The authors use their specialized reward model SpatialScore to guide online reinforcement learning on Flux.1-dev, achieving substantial gains in spatial reasoning across multiple benchmarks compared to both the base model and a variant trained with rule-based rewards. Results show consistent improvements in spatial alignment, particularly on long prompts and out-of-domain evaluations, indicating stronger generalization and more faithful adherence to complex multi-object spatial descriptions.

The authors use their specialized reward model SpatialScore to guide online reinforcement learning for image generation, achieving significant improvements in spatial understanding across multiple benchmarks. Results show that their method outperforms the base Qwen-Image model not only on in-domain spatial evaluation but also on out-of-domain spatial subdimensions, including both short and long prompt settings. The gains demonstrate that reward-guided training with SpatialScore enhances the model’s ability to accurately render complex multi-object spatial relationships described in prompts.

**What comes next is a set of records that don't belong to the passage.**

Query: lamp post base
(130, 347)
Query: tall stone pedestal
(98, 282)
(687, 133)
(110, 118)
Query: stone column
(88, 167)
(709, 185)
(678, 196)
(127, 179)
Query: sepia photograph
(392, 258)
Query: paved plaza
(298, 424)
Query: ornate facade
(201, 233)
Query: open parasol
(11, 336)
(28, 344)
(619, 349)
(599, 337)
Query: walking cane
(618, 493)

The authors use their specialized reward model SPATIALSCORE to guide online RL training of Flux.1-dev, achieving substantial gains in spatial understanding across multiple evaluation dimensions. Results show their method outperforms both the base model and a variant trained with rule-based rewards, particularly on complex spatial relationships and long prompts. The improved model also approaches the performance of proprietary systems like GPT-Image-1 on comprehensive alignment benchmarks.

The authors use their specialized reward model SPATIALSCORE to guide online RL training of Flux.1-dev, resulting in improved performance across multiple spatial reasoning dimensions including object positioning and attribute consistency. Results show consistent gains over the base model, particularly in complex multi-object spatial relationships, while also demonstrating better generalization than models trained with rule-based rewards. The approach achieves higher overall scores by focusing on fine-grained spatial alignment rather than relying on generic text-image matching.

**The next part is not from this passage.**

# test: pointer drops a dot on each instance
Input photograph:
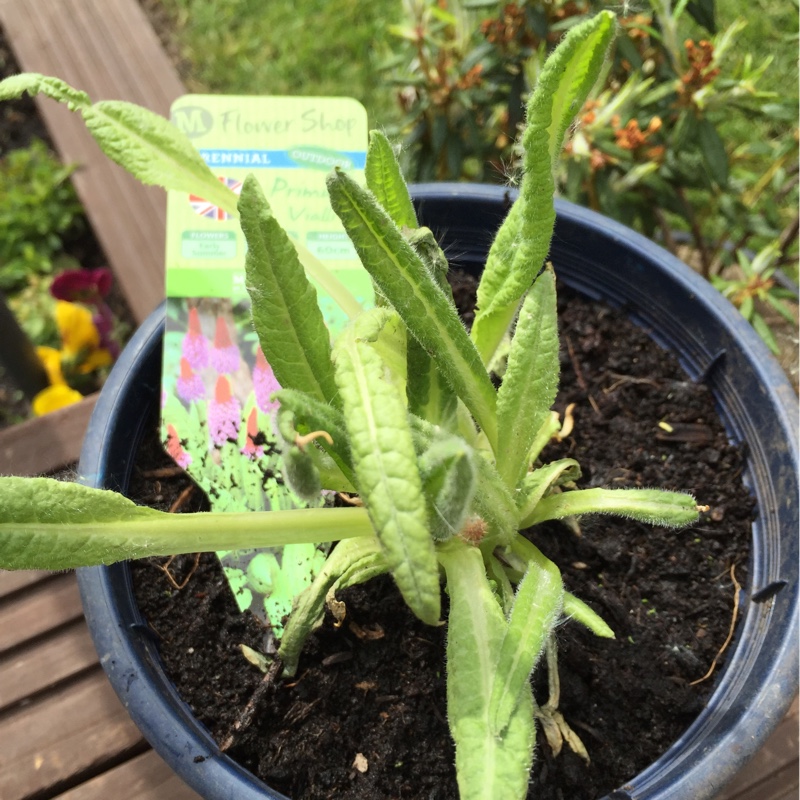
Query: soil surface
(366, 716)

The authors use a top-k filtering strategy during online RL training to balance reward distribution across prompts of varying difficulty, which reduces computational cost while maintaining or improving performance. Results show that using k=6 achieves the best tradeoff, yielding higher scores on spatial reasoning benchmarks and fewer function evaluations compared to both the unfiltered baseline and the k=4 variant. This optimization enables more efficient training without sacrificing spatial understanding quality.